# Lesson 18: Capstone — NumPy-Only Mini ML Pipeline
**Goal (~15–20 min):** Build a tiny end-to-end regression pipeline using only NumPy.
- Load synthetic data
- Split train/test
- Scale (fit on train, apply to test)
- Feature engineer
- Fit linear regression (normal equation)
- Evaluate RMSE

## 1) Data Generation

In [None]:
import numpy as np
rng = np.random.default_rng(123)
N = 200
age = rng.integers(22, 61, size=N)
income_k = rng.integers(40, 181, size=N)
score = rng.integers(40, 101, size=N)
years_exp = np.clip((age-22)//3 + rng.integers(-1,3,size=N), 0, None)
# true target (credit-like), with noise
y = np.clip(500 + income_k*2 + (score-70)*4 + years_exp*3 + rng.integers(-60,61,size=N), 300, 850).astype(float)
X = np.column_stack([age, income_k, score, years_exp]).astype(float)
header = ["age","income_k","score","years_experience"]

## 2) Train/Test Split

In [None]:
idx = rng.permutation(N)
tr = idx[:160]; te = idx[160:]
X_tr, X_te = X[tr], X[te]; y_tr, y_te = y[tr], y[te]
print("train:", X_tr.shape, " test:", X_te.shape)

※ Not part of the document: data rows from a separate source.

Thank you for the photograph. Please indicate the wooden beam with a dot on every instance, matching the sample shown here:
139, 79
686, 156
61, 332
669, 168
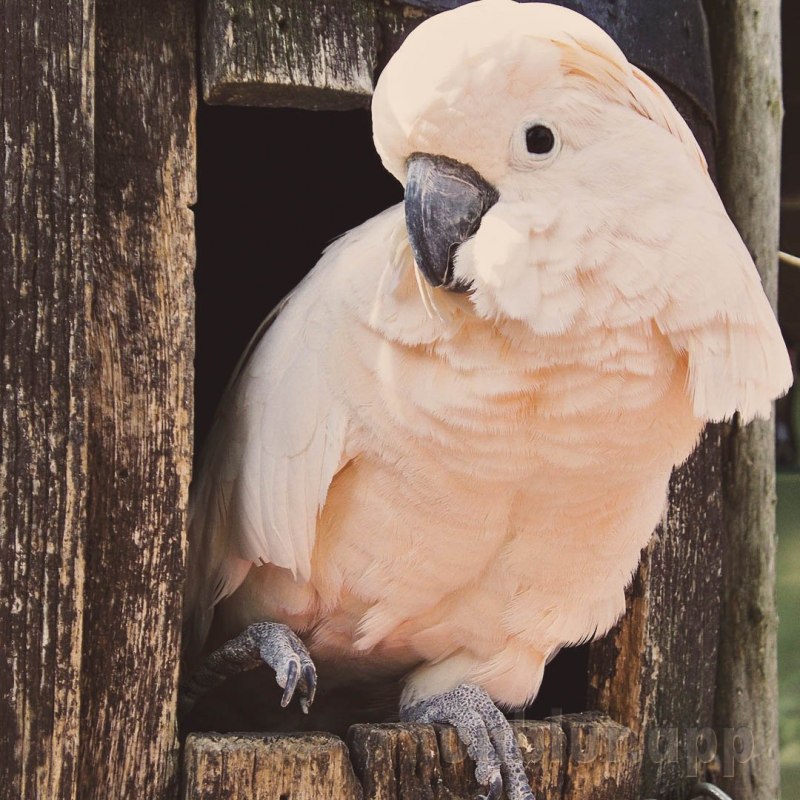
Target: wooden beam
656, 672
575, 757
746, 51
289, 53
140, 438
311, 766
46, 208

## 3) Fit/Transform Scaling (Standardization)

In [None]:
def fit_standardizer(X):
    m = X.mean(axis=0); s = X.std(axis=0); s[s==0] = 1.0
    return {"mean": m, "std": s}
def transform_standardizer(X, st):
    return (X - st["mean"]) / st["std"]
st = fit_standardizer(X_tr)
X_tr_std = transform_standardizer(X_tr, st)
X_te_std = transform_standardizer(X_te, st)

## 4) Feature Engineering

In [None]:
age_flag = (X_tr[:,0] > 35).astype(float).reshape(-1,1)
age_flag_te = (X_te[:,0] > 35).astype(float).reshape(-1,1)
# also add min-max normalized score (fit on train for stability)
sc = X_tr[:,2]; sc_min = sc.min(); sc_rng = np.ptp(sc) if np.ptp(sc)!=0 else 1.0
score_mm_tr = ((X_tr[:,2]-sc_min)/sc_rng).reshape(-1,1)
score_mm_te = ((X_te[:,2]-sc_min)/sc_rng).reshape(-1,1)
# build design matrices (standardized + engineered)
Xb_tr = np.hstack([np.ones((X_tr.shape[0],1)), X_tr_std, age_flag, score_mm_tr])
Xb_te = np.hstack([np.ones((X_te.shape[0],1)), X_te_std, age_flag_te, score_mm_te])
print("Xb_tr shape:", Xb_tr.shape)

## 5) Linear Regression via Normal Equation

In [None]:
# theta = (X^T X)^(-1) X^T y
XtX = Xb_tr.T @ Xb_tr
Xty = Xb_tr.T @ y_tr
theta = np.linalg.solve(XtX, Xty)
print("theta shape:", theta.shape)

## 6) Evaluate RMSE on Test

In [None]:
y_pred = Xb_te @ theta
rmse = np.sqrt(np.mean((y_te - y_pred)**2))
print("Test RMSE:", round(rmse, 3))
print("Pred sample:", y_pred[:5].round(2))

## Exercise
1) Try replacing standardization with min–max scaling (fit on train).
2) Add an interaction feature: income_k * score (scaled) and refit.
3) Report new RMSE and compare.